Rok 2008. Na emerytury odchodzi rekordowa liczba Polaków – 340 tys. Nie jest to efektem przyznania nowych przywilejów czy wejścia w wiek emerytalny nadzwyczajnej liczby nowych osób. Po prostu od początku 2009 roku ma zniknąć powszechna możliwość odchodzenia z rynku pracy przed ukończeniem wieku emerytalnego. Rząd zna te dane. Mimo tego tylko powtarza, że wydłuży okres pracy uprawniający do emerytury funkcjonariuszy i żołnierzy. Przewlekłość powoduje sztuczne odchodzenie na świadczenia kolejnych mundurowych.

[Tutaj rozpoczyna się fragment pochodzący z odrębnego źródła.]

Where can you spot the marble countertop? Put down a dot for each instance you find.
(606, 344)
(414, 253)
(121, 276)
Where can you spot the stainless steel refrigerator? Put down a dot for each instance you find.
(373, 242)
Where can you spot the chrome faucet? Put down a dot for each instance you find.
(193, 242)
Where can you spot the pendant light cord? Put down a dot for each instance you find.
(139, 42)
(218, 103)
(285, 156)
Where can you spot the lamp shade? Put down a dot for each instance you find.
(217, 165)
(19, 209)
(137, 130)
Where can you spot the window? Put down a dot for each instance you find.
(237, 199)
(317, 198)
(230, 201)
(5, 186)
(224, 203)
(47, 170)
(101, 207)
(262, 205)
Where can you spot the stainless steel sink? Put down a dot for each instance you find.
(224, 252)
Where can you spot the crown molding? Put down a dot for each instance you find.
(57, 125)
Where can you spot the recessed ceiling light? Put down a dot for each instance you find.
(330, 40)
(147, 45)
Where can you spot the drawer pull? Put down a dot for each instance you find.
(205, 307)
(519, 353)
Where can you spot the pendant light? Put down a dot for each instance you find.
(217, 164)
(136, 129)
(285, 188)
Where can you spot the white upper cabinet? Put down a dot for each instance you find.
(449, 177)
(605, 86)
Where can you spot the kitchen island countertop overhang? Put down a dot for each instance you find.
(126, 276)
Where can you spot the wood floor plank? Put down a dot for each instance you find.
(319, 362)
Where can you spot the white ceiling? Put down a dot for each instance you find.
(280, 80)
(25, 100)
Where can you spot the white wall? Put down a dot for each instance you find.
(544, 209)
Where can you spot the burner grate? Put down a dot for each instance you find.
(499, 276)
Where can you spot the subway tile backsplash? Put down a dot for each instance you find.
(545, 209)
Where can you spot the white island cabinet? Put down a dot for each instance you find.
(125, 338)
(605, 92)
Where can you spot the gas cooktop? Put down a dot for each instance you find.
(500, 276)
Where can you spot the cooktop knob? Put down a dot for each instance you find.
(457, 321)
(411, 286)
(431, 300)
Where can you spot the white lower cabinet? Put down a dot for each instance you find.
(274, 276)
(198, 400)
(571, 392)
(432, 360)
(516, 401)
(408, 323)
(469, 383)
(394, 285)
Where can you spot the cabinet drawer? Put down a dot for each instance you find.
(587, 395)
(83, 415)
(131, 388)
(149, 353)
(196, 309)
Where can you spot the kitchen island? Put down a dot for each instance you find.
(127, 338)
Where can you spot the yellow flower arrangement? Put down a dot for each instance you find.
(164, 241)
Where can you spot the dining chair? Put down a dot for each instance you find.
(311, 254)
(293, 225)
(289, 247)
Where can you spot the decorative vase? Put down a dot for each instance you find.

Taka ucieczka jest szkodliwa z punktu widzenia stanu finansów państwa. Osoba na emeryturze dostaje pieniądze z kieszeni pracujących, sama nie odprowadza składek. Ale na tym nie koniec. Po pierwsze tracą same służby. Wcześniej inwestowały w taką osobę, a w momencie jej odejścia muszą ponosić dodatkowe kwoty. Po drugie młodzi emeryci są też powodem roszczeń ze strony innych grup zawodowych. Bardzo często w internecie spotyka się komentarze np. 55-letnich kobiet, które nie mogą już w tym wieku odejść z rynku pracy, dlaczego im rząd zlikwidował przywileje, a wypuszcza na świadczenia niespełna 40-letnich policjantów. Nie można odmówić im całkowitej racji.
Rządzenie polega na sztuce podejmowania trudnych decyzji. W imię interesów państwa. Nawet kosztem narażenia się na krytykę czy bunt ze strony wpływowych lobby. Niestety coraz częściej zmienia się ono w proste administrowanie.